Section 3: The exceptions
There are a few exceptions I can think of when a complete rebuild from scratch was an improvement. One would be Git. In a few months, one of the most prominent software geniuses of our era invented a source-control system so superior to everything else that it has been adopted universally in a few years, despite the intimidating interface.
The times a rebuild is justified seem to be when many of these criteria apply:
- You’re a known and well-respected name that people trust so much the community might standardize on what you make (e.g. Linus Thorvalds, Google)
- The existing systems are all awful in fundamental ways, not simple in easily-patchable ways (e.g. UI)
- You can make your system backward compatible (C++ allows assembler, Scala allows Java) and thus can reuse existing knowledge and tools
- You’re so smart and not-average that your system isn’t going to have the myriad of unanticipated flaws that most software systems you want to replace will.

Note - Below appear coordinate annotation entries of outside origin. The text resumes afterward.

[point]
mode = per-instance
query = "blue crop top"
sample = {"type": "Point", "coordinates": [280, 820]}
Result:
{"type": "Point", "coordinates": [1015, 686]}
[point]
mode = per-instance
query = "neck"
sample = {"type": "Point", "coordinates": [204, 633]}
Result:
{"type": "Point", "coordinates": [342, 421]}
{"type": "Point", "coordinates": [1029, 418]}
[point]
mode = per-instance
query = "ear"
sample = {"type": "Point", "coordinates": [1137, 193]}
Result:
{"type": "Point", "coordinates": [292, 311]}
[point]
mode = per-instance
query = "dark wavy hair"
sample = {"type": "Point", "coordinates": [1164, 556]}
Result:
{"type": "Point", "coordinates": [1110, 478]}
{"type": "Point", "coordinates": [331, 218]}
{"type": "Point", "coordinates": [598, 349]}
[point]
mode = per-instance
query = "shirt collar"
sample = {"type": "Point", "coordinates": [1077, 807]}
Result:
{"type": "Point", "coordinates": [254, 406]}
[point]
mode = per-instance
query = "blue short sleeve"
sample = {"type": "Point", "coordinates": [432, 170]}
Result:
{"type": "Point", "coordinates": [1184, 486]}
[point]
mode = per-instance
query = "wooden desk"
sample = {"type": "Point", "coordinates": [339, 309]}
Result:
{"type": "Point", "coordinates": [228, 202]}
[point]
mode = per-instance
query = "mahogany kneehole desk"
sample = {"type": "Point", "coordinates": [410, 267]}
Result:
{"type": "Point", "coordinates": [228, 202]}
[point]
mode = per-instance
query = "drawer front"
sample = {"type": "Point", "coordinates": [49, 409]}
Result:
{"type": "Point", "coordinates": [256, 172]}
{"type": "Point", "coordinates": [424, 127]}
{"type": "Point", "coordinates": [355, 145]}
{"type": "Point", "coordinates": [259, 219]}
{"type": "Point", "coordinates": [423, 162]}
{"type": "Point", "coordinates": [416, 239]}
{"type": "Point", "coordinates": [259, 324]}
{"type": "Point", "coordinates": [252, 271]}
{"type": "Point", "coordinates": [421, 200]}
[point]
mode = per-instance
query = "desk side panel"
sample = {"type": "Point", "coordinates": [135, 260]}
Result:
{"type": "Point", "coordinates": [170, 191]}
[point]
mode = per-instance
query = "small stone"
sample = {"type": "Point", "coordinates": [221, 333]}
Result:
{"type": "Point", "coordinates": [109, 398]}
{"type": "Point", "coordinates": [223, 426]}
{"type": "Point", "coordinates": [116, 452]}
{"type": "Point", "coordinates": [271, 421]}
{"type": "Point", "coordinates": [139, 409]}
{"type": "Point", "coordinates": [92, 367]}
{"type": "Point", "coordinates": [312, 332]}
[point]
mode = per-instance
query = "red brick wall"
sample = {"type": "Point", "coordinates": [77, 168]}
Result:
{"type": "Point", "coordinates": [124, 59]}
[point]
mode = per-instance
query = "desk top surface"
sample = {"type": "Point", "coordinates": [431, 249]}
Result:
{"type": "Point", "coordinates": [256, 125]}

For example, angular, backbone, nosql, are all community fails.
- Your system is already built-in or easily-integrated with existing systems (e.g. JSON being interpretable in all browsers automatically)
Section 4: What can one do?
- Wait years before adopting a technology in professional use for a major use-case– let other companies beta it for you and file all the bug reports.
- Roll your eyes the next time somebody tells you about a new sexy technology
- Next time you have a brilliant idea, instead of thinking “How great it would be if the entire dev ecosystem adapted itself to use my invention” think “Is there any open-source project out there that can be minimally adapted to reap this same benefit?”